Pitfalls of Property Seizure
01/30/15 - Editorial by Renee WilkinsWith an unusual sense of haste, the Governing Body ran a midnight marathon, rushing a decision on a new DWI seizure program. The urgency with which this was pushed through was flabbergasting. Many Governing Body members were not notified this could be on the agenda in advance of receiving their packets a week earlier. No special committee (much touted by this Governing Body). No work session. Pardon me for having the audacity to say that something so serious should be approached with more reverence and thought than Social Media, which was given much more examination and deliberation by this Governing Body.
Clearly, making a solid attempt to crack down on drunk drivers is the right thing to do. But national and state headlines are littered with enough examples of property seizure run-a-muck to give us pause.
Consider under this new ordinance that you loan your car to a friend or relative whose vehicle has broken down. The friend/relative goes to the bar after work and is then stopped at a DWI checkpoint. The vehicle is seized by the police. According to the City Attorney, all you have to say is “I’m an innocent owner” shifting the burden to the government to prove you are not completely innocent. The government then has to show you had constructive knowledge that the friend/relative might drink and drive. For instance; did you know that person had a DWI 10 years ago? Have you been present when this person drank a few too many? Certainly, we all have to take some responsibility when we lend our vehicle. However, the ordinance uses ambiguous phrases like “may include, but is not limited to...” leaving the impression of stacking the deck against the innocent owner.
This ordinance also prosecutes in a civil rather than criminal capacity, allowing for speedy seizure and forfeiture of a person’s vehicle if arrested, not necessarily convicted.
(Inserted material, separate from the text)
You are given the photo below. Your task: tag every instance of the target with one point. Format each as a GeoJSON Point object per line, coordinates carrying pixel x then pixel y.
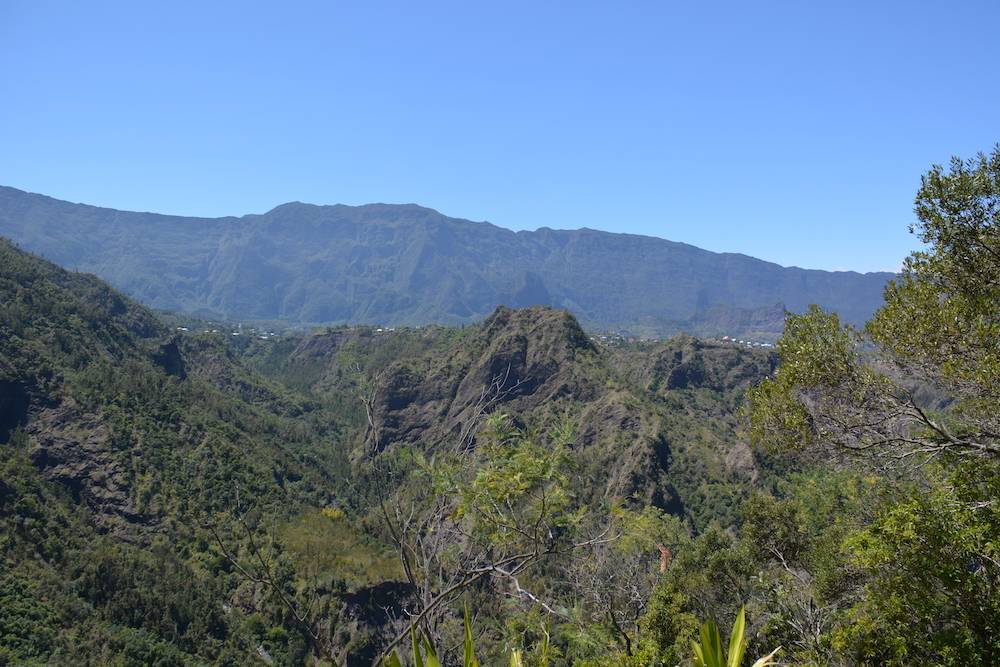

A hearing officer (anyone appointed by the City Manager) could hear the case within 20 days, giving the government the authority to complete forfeiture proceedings and sell their car before they are found guilty of a crime. Conversely, the innocent owner of a vehicle only has ten days to request a hearing, and could be without their vehicle for an undetermined amount of time. As yet, the remaining procedures are still to be determined.
Is vehicle seizure more effective than booting? The City Attorney herself cited a study stating that booting vehicles is more effective. She also acknowledged that Albuquerque’s seizure program did not result in any real decrease in DWI over the years and predicted that Rio Rancho may not even see a reduction for years. Habitual offenders always find a way to outsmart the system, unless they are locked up. In addition, a large percentage of vehicles have lien holders who, protected by law, recover the vehicle and often return it to the offender.
Some Governing Body members are diving head-first into the murky waters of property seizure when they should be dipping their toes and carefully considering any unseen rocks beneath the waves. It is their responsibility to ensure as little collateral damage as possible; protecting the rights of the innocent while punishing the guilty. Let’s not make the mistake of adding the lives devastated by heavy-handed government to those shattered by DWI.